For many years, residents who lived south of the 134 Freeway and wanted to move up the residential ladder voted with their feet. They moved north where the parks are plentiful and the traffic congestion is rare.
For decades, the increased density of southern Glendale, with tens of thousands of new residents, has been encouraged despite the lack of capital investments for corresponding parkland. Despite my years of advocacy to have the City Council address these problems head on, they, and the city management, have been resistant to making sufficient investments toward addressing that shortage. The answer they’ve come up with has been by providing tiny one-third-acre lots that fail to address the need to provide open space for all residents of the area.
This issue was at the heart of my lawsuit challenging the environmental impact report that the city approved for the Downtown Specific Plan. That report granted zoning changes that would result in thousands of new residents without a corresponding increase or preservation of parkland.
For years the city has raised the salaries and benefits of its employee associations so high that any parkland that takes up any potential revenue source is anathema to them — less money for pay raises.
My main concern was the preservation and enhancement of at least two acres of green open space that the city already owns at Central Park.
The goals and objectives of the 1996 strategic plan were lost in at least three other separate opportunities. Now the last green space located in Central Park needed to be preserved.
But the city manager insisted in a model for the Adult Recreation Center that took up most of the green space and paves large areas with more parking and concrete driveways.
Several options that would have maximized the open space were ignored, even after years of discussions about its future, and even after firm commitments during the elections of 2005 by four of the sitting councilmen to preserve them.

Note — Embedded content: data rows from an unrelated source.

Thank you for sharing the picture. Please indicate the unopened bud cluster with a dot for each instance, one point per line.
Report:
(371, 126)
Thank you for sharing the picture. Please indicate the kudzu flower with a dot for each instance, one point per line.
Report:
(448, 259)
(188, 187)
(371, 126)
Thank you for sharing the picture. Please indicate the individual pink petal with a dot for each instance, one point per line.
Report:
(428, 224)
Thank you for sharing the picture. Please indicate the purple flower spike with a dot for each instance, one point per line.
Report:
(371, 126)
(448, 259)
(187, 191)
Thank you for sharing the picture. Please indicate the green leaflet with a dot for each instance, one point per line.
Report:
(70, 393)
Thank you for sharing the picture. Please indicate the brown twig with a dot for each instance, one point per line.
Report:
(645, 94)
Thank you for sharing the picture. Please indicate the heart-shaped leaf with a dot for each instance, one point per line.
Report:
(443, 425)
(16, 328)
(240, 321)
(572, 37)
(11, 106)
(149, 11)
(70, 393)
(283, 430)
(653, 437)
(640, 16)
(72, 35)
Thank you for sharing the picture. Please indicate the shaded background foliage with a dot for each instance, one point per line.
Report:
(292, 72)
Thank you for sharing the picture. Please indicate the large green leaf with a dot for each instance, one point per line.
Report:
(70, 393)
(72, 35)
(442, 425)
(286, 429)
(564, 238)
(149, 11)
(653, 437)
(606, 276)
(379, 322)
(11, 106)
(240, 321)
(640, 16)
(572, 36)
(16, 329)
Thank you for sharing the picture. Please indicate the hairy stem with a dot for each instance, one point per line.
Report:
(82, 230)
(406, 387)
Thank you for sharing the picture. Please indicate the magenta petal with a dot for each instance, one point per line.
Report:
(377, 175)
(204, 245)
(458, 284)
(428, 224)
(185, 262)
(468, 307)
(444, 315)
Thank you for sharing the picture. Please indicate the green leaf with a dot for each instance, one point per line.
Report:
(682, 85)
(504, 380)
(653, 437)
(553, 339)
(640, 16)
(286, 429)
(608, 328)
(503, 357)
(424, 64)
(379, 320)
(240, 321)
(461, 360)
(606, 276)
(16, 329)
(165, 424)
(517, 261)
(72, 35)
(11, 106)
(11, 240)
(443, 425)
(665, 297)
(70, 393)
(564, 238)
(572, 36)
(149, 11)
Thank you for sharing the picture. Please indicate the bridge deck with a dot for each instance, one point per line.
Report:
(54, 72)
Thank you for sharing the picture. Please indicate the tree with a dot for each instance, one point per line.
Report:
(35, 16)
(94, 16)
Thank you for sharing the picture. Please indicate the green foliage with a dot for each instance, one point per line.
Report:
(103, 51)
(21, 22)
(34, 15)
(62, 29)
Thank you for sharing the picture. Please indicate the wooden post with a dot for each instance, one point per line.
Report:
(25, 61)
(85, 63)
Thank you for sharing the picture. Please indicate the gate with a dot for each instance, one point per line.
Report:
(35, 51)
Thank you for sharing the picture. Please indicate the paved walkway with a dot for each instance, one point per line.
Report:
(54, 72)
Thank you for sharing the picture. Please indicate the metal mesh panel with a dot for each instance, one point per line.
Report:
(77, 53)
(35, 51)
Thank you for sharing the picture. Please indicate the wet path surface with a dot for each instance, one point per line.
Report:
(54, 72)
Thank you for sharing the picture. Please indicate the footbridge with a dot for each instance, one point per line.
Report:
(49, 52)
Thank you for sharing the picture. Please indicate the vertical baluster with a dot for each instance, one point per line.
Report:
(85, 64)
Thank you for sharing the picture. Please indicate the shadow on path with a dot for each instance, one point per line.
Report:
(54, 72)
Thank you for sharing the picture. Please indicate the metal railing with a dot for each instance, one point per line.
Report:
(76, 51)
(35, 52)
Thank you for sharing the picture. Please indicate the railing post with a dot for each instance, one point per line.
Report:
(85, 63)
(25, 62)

So the city, instead of fulfilling its own written objectives, to which I was holding them accountable, decided instead to fight me in court. Never mind the lost property tax revenue, never mind the lost hotel occupancy tax, never mind the lost sales tax revenue.
Clearly my intention was a moral one. My actions were not intended to do harm. The legal expenses the city incurred were not intended outcomes on my part. They were not even foreseen. But the city’s huge legal expenses were approved by the City Council.
A good case can be made that management was motivated by it. By racking up huge attorney fees, then intimidating me in public through the words of Councilman Dave Weaver, they would go after me to the tune of hundreds of thousands of dollars. The City Council and the city manager were, in effect, giving a forewarning to all residents not to attempt another challenge to the city’s approved environmental impact reports no matter how unjust they may seem.
By what reasoning would the city attempt to go after me for their legal bills? There is no causal relationship between my actions and the city’s huge legal bills. It can’t possibly stand scrutiny as doing harm or of having an expectation of harm.
But the city’s own actions are circumspect — intimidation to those who would use laws granted to them by the state of California to challenge their failed mitigation assurances.
In the meantime, the City Council and management could challenge the environmental impact report for the proposed Verdugo Hills Golf Course development in the name of preserving green open spaces.
I wonder how a wise judge would hold the city in regard to this double standard. Would a sufficient number of Glendale residents appreciate these distinctions? It’s a moral exercise that those who moved north and silently left behind those problems should ponder.
HERBERT MOLANO is a Tujunga resident.